Mini Review - (2023) Volume 12, Issue 3
Received: 27-Apr-2023, Manuscript No. Jio-23-112991;
Editor assigned: 29-Apr-2023, Pre QC No. P-112991;
Reviewed: 12-May-2023, QC No. Q-112991;
Revised: 19-May-2023, Manuscript No. R-112991;
Published:
24-May-2023
, DOI: 10.37421/2329-6771.2023.12.433
Citation: Wang, Chaong. “Cellular Oncology and Precision Medicine:
Targeted Therapies for Cancer Treatment.” J Integr Oncol 12 (2023): 433.
Copyright: © 2023 Wang C. This is an open-access article distributed under the terms of the Creative Commons Attribution License, which permits unrestricted use, distribution, and reproduction in any medium, provided the original author and source are credited.
Plasma is a component of blood that contains water, electrolytes, hormones, waste products, and proteins, including antibodies and clotting factors.

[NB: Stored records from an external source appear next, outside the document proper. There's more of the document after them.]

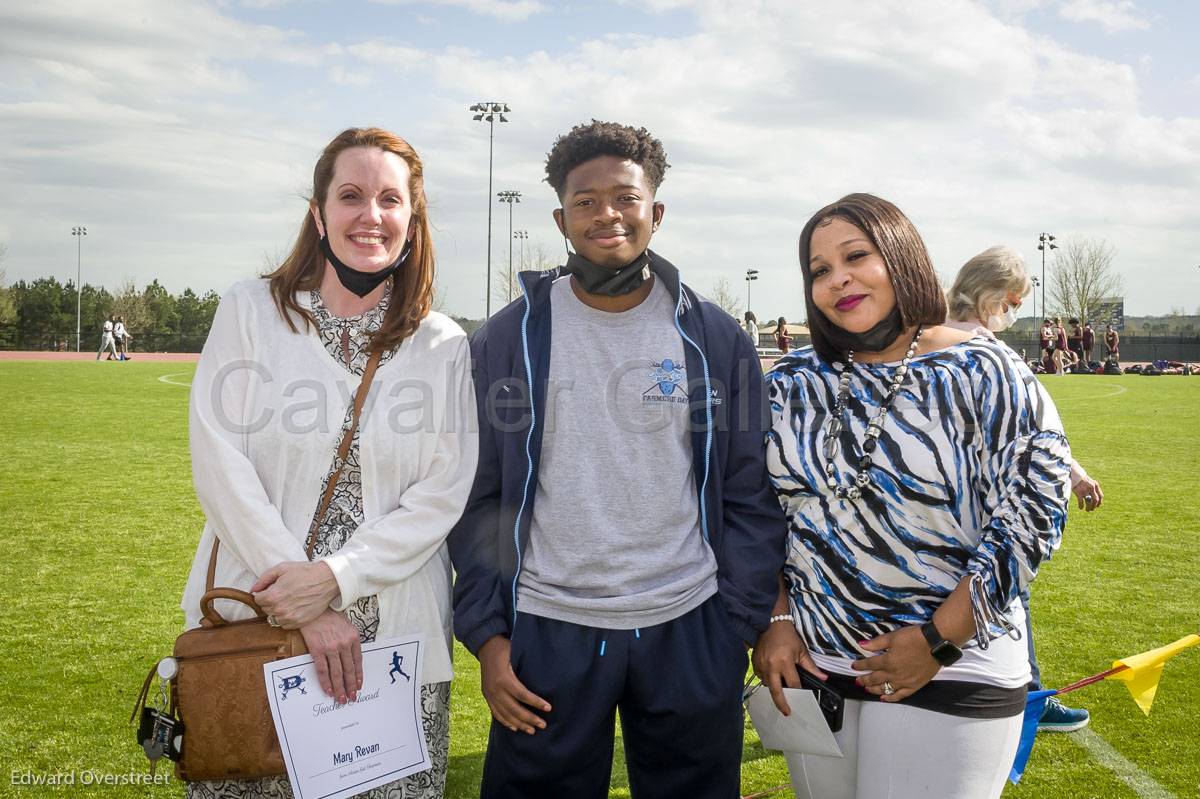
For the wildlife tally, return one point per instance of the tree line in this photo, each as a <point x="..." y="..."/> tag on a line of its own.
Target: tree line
<point x="41" y="314"/>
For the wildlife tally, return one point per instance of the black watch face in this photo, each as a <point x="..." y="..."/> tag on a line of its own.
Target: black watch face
<point x="946" y="653"/>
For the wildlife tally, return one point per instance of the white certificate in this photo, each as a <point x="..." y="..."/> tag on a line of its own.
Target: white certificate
<point x="804" y="731"/>
<point x="334" y="750"/>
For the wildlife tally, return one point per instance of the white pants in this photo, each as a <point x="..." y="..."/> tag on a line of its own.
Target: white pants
<point x="107" y="342"/>
<point x="894" y="751"/>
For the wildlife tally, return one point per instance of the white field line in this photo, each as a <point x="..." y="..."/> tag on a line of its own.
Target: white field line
<point x="1115" y="390"/>
<point x="1114" y="761"/>
<point x="166" y="378"/>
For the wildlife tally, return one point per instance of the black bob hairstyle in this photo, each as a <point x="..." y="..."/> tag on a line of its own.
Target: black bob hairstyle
<point x="918" y="294"/>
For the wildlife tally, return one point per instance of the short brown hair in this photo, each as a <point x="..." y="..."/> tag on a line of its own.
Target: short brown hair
<point x="918" y="294"/>
<point x="305" y="265"/>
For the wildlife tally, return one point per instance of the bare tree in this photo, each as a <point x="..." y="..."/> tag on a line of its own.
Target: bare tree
<point x="7" y="307"/>
<point x="535" y="257"/>
<point x="723" y="295"/>
<point x="1084" y="276"/>
<point x="131" y="304"/>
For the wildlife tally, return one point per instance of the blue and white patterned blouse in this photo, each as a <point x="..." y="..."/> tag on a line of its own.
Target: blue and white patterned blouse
<point x="970" y="476"/>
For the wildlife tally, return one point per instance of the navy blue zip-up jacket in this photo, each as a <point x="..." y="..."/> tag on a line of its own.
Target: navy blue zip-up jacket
<point x="741" y="516"/>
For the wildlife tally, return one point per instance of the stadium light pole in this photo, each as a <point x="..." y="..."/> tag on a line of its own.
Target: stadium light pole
<point x="489" y="112"/>
<point x="523" y="235"/>
<point x="751" y="275"/>
<point x="510" y="196"/>
<point x="78" y="233"/>
<point x="1045" y="241"/>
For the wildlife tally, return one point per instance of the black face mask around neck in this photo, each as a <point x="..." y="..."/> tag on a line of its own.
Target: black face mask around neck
<point x="606" y="281"/>
<point x="875" y="340"/>
<point x="357" y="281"/>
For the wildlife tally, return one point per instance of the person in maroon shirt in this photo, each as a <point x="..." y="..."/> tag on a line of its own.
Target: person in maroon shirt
<point x="1075" y="340"/>
<point x="1049" y="364"/>
<point x="1113" y="342"/>
<point x="783" y="341"/>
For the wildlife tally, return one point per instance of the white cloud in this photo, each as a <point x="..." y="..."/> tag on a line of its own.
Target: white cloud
<point x="507" y="10"/>
<point x="1114" y="16"/>
<point x="173" y="131"/>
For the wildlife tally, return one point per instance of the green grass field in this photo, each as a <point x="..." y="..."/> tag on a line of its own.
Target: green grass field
<point x="99" y="526"/>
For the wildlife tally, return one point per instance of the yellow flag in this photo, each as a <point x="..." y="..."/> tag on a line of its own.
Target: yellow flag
<point x="1145" y="670"/>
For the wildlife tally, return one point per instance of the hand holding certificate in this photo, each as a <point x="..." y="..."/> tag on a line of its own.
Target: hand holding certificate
<point x="335" y="751"/>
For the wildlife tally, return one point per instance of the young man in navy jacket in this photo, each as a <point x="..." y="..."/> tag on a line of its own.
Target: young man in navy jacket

While plasma itself is not used as a primary treatment for cancer, it does play a vital role in cancer care in several ways. Cancer patients undergoing treatments like chemotherapy and radiation therapy may experience a decrease in their blood cell counts, including red blood cells (anaemia) and platelets (thrombocytopenia). In such cases, patients may require blood transfusions, which can include components like plasma to help manage these side effects. Cancer is a major public health problem worldwide. Global demographic characteristics predict an increasing cancer incidence in the next decades, with >20 million new cancer cases annually expected by 2025. According to GLOBOCAN data, 14.1 million new cases and 8.2 million deaths from cancer were estimated in 2012.1 Cancers of the female breast, colorectal, prostate, and lung are the most frequently diagnosed cancers in Europe.2 Lung cancer remains the leading cause of cancer incidence and mortality worldwide.

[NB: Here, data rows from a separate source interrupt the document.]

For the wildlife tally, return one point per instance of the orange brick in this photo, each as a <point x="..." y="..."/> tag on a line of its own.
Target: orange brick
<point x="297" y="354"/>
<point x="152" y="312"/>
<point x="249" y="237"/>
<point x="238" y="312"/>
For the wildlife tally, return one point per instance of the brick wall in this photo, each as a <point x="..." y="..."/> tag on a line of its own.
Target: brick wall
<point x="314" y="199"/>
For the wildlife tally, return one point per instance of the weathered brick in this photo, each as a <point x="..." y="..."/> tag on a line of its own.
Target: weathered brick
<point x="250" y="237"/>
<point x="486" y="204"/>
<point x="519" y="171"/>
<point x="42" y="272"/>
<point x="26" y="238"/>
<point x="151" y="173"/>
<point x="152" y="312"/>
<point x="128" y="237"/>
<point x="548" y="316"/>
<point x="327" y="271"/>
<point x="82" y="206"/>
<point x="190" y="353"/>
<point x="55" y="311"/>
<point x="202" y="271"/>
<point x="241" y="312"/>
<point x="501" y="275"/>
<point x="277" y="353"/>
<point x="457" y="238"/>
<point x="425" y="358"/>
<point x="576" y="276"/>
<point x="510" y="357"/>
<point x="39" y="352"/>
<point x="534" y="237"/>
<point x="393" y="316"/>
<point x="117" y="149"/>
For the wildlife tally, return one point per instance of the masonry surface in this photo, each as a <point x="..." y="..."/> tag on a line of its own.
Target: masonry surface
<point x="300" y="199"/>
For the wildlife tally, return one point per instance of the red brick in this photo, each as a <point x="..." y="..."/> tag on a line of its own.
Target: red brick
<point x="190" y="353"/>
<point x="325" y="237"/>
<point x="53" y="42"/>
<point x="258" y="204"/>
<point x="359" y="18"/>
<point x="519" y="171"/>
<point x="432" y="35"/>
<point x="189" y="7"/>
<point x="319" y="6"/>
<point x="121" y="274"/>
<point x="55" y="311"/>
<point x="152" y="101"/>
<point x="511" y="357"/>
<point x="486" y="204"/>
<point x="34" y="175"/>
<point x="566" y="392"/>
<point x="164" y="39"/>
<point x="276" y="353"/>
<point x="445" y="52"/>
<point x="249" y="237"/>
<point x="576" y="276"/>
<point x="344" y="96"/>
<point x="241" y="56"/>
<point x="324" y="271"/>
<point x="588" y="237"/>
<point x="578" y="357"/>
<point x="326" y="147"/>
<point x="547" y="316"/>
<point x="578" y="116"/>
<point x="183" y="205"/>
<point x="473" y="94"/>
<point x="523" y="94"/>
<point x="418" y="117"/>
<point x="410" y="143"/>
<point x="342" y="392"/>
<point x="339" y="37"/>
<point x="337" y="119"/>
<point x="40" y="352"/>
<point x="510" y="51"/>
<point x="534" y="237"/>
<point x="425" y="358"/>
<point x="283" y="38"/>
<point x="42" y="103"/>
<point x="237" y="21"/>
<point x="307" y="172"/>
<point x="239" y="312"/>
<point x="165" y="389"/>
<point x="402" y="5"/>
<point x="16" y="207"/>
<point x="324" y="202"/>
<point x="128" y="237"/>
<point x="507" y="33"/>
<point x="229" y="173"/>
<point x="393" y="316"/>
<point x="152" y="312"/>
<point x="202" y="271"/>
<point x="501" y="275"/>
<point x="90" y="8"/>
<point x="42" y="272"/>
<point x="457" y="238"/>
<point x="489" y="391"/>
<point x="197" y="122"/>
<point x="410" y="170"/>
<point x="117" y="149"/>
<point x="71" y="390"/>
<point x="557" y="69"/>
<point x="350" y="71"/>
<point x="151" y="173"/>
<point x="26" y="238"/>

Cancer • Cellular oncology • Plasma
Plasma contains immunoglobulins, which are antibodies that play a crucial role in the body's immune response. In some cases, cancer patients with weakened immune systems may receive immunoglobulin therapy, which can be derived from plasma, to boost their immune function. Plasma can also be used in research and development efforts related to cancer treatment. Researchers may study plasma proteins and components to better understand cancer biology, identify potential biomarkers, or develop new therapies. Cancer was often classified and treated based on the organ where the cancer originated or simple histomorphologic (structural and cellular) characteristics. However, with increased knowledge of the molecular and genetic aspects of cancer, treatment paradigms have evolved to become more precise and tailored to individual patients. Advances in molecular and tumor biology have provided insights into the underlying genetic and molecular changes that drive cancer development and progression. This understanding has paved the way for more targeted and personalized treatment approaches [1-3].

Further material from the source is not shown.